Handy chart, right? Now you know exactly what to expect, and nothing will faze you. After all, that’s why they hand out charts and similar culture-shock breakdowns to prospective exchange students and those moving abroad. Because if you know what to expect, everything’s easier. If it’s broken down into a four-step process, you can handle it. Or can you?
If you’re like me, your primary problem lies in thinking that you’re experienced enough to be above such culture shock and other similarly pedestrian afflictions.
When I moved to Guam (which is, admittedly, so Westernized that it’s really not incredibly shocking), I experienced something like an odd combination of all 4 stages (and then some extras thrown in for good measure) all at once. It was combined with all the stages associated with being newly married. Good times.
Four-step lists (and seven-step lists, and most other lists) annoy me because they’re almost always gross oversimplifications of the way things actually are.
It probably goes without saying that, when you live in a land of eternal summertime, summer eventually gets old. Instead of dreaming of sunshine, you dream of fall leaves. When the beach is a ten-minute walk away, it loses part of it’s splendor. Not all of it, mind you. Just some–enough to make you wish for snow-capped mountains instead of white-capped waves.

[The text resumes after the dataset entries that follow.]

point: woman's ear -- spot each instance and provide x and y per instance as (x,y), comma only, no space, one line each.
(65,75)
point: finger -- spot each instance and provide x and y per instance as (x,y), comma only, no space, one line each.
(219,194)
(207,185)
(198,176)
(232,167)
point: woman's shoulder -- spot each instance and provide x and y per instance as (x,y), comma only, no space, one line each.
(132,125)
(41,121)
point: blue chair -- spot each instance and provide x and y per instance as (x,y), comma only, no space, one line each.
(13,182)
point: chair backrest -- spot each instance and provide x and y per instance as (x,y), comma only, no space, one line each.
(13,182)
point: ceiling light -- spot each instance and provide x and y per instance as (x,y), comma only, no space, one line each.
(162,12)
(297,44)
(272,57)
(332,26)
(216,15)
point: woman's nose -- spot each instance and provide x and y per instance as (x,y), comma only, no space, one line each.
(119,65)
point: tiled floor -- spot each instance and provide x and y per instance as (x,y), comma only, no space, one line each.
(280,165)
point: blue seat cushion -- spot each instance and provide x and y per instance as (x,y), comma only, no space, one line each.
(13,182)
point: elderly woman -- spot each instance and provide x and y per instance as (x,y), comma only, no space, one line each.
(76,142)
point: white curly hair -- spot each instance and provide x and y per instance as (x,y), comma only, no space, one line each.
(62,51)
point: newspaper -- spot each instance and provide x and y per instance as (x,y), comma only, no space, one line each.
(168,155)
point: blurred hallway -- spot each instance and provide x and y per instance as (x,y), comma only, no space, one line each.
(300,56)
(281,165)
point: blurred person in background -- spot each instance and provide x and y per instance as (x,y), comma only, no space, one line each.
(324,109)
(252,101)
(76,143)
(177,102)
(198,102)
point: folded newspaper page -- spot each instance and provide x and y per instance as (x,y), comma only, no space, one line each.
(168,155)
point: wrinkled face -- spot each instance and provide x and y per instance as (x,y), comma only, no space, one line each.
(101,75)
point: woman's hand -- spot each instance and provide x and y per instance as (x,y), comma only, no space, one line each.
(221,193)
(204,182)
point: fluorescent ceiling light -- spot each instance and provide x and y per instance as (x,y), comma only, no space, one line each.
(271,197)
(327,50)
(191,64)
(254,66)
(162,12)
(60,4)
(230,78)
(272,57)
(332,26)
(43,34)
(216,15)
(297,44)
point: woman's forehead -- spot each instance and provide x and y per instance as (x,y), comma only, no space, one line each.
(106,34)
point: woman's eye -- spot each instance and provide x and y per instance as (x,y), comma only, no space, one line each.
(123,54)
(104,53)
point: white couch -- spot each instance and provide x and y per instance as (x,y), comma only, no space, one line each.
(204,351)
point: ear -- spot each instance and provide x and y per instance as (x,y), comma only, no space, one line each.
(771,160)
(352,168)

Sometimes, everything about a new culture is just irritating. Like when you go to a mall in Mexico City and realize that toilet paper isn’t a given in every modern bathroom. Or when you step into a Japanese bathroom for the first time and hit every button on control panel attached to the toilet before figuring out how to flush the stupid contraption.
No informational brochure or culture-shock flow chart can prepare you for that.